I'm using MariaDB 10.1 and the default InnoDB storage storage, and I have a few tables with currently 10 to 100 million rows. These tables will keep growing a few million per month, and it's mostly caching.
They either have a single-column primary key (BIGINT
) or a composite primary key (two BIGINT
columns) and no AUTO_INCREMENT, and I always insert, select or update by primary key. I also do a lot of joins by primary key, or selects WHERE PK IN (1, 2, 3, 4...)
.
Also, these tables receive lots of updates per hour, and I usually update them in batches of 5000 or 10000 at a time. We have more inserts and updates than selects for some of these tables.
I have 3 questions:
-
It seems to me that simple selects by PK returning 1 row (
SELECT x, y FROM table WHERE pk = 123
) will have no actual difference in performance with partitioning. Is that right? -
What about joins or selects as
WHERE PK IN(SELECT PK FROM ...)
? Will it cause more scans to join a partitioned table than a single table? -
Considering I usually do a lot of concurrent batches (multiple servers may send data at the same time) using:
-
INSERT INTO X VALUES (1, 'A'), (2, 'B'), ... ON DUPLICATE KEY UPDATE ...
or -
REPLACE INTO X VALUES(1, 'A'), (2, 'B'),...
-
Will partitioning help with concurrent inserts and updates, say by being able to affect multiple partitions at the same time?
Thanks in advance.
Best Answer
Your questions
Q1: If PK is the Partition key, a "point query" (
WHERE PK = constant
) on the Partition key will do "pruning", then (hopefully) use an index in the single partition it found. No improvement over having a simple table with a suitable index.Q1: If PK is the
PRIMARY KEY
, but not the Partition key, then the query must open and look in every partition to find the row, hence slower.Q2: Generally
IN ( SELECT ... )
performs poorly, very poorly in some cases, and should be avoided. Use aJOIN
instead. For partitioning, "pruning" will probably not be used. Hence slow.Q3:
INSERT
may be about the same speed, regardless. A plain table may be faster due to less complexity.Q3:
REPLACE
isDELETE
+INSERT
.INSERT ... ON DUPLICATE KEY UPDATE ...
is usually a better construct; see if it applies. But, again, no performance improvement.IN
WHERE PK IN (1, 2, 3, 4...)
-- I think I heard that if the list is 'short', it will use partition pruning. Or skip the pruning if the list is long. In either case, a simple table with an index on PK will be at least as fast.Pruning
Think of pruning this way: First it must find the partition (which acts very much like a "sub table"), then it must use an index (if available) to drill down to the desired row(s). Without partitioning, it skips the pruning step; but the BTree index is slightly deeper. So it is a trade-off.
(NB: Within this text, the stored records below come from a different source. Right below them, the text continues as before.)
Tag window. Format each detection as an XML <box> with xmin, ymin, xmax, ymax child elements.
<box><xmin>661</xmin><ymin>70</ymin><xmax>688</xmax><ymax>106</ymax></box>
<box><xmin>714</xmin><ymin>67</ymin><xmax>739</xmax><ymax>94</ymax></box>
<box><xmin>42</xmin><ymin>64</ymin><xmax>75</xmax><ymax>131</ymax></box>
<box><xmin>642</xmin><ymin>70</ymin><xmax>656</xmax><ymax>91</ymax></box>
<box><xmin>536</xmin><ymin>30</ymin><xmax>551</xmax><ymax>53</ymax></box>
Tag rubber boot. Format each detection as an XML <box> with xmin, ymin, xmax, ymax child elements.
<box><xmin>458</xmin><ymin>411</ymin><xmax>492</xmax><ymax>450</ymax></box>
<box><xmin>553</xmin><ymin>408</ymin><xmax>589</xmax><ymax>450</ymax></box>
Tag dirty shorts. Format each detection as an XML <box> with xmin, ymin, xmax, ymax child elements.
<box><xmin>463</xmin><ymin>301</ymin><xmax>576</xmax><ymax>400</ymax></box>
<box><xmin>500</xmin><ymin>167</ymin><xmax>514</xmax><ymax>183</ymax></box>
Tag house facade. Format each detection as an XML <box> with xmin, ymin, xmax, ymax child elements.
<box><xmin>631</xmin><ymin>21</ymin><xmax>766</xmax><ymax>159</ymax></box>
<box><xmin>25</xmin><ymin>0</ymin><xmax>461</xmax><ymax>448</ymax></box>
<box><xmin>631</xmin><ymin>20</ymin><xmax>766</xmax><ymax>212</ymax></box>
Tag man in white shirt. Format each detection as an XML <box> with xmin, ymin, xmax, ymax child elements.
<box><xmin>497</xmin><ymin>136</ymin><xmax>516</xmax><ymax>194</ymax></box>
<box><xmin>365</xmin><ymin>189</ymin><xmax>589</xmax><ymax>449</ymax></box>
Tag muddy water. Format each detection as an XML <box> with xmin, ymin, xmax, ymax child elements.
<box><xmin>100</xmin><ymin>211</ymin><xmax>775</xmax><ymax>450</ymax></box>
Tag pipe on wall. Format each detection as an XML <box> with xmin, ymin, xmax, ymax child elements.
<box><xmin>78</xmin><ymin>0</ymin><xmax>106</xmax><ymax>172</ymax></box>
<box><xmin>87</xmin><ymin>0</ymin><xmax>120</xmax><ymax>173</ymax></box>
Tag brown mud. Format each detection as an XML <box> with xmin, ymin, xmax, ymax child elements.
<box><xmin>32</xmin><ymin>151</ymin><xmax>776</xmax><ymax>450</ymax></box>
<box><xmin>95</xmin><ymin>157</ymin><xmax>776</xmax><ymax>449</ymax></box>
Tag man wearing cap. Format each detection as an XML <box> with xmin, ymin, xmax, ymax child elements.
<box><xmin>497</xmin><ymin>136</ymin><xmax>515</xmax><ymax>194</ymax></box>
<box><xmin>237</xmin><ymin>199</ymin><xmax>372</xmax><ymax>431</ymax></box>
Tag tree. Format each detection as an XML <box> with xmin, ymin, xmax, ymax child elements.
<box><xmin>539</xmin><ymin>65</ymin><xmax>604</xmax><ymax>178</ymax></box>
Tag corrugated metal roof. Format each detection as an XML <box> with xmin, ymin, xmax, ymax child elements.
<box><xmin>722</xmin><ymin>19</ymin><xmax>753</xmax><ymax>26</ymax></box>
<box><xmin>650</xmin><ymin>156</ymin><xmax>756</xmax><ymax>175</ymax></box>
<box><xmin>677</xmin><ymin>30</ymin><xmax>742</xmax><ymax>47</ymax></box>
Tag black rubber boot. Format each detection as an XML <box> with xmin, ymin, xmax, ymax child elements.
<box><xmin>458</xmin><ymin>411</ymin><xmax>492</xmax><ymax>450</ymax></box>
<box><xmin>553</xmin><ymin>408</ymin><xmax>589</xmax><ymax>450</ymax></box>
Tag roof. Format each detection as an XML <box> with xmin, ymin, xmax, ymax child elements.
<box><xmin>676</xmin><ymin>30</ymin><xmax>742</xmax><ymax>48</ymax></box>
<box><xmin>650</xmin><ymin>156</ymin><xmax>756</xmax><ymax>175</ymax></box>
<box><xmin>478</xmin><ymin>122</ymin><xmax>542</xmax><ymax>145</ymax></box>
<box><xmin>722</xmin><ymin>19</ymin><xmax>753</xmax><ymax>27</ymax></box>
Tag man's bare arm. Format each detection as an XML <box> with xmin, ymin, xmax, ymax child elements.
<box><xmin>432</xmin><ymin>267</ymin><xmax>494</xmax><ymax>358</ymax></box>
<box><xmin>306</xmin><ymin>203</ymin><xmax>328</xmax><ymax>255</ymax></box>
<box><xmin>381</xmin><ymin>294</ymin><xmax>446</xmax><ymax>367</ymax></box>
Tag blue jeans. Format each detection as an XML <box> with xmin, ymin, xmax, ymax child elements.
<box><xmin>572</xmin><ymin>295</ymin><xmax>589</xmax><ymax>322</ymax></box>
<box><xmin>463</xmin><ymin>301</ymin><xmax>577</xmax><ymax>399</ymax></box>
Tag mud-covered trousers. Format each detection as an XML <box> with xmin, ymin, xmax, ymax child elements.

Note: This often means that the optimal set of indexes for a partitioned table and the equivalent non-partitioned table are different.
Case 3
The caveat "A table's index is too big to be cached, but the index for one partition is cacheable" does not seem to apply to your situation. Case 3 came from a time-series wherein most of the activity was in the latest partition (and
PARTITION BY RANGE(TO_DAYS(...))
) and that partition fit in the buffer_pool but the entire table did not.(That is, I agree with Natan, not Jarwad, about the relevance of Case 3.)
BY HASH
BY HASH
-- not useful. (From the link: "PARTITION BY RANGE is the only useful method.") (Or at least, I have yet to see a use case of Hash where performance benefits.)Ingestion
"growing a few million per month" That's not very fast. "growing a few million per day" would begin to be challenging, at which point I would point you at my high speed ingestion blog . Even so, you might take one tip from there -- Load the changes into a transient table, then do the insert/replace/iodku/update/etc from it to the 'real' table.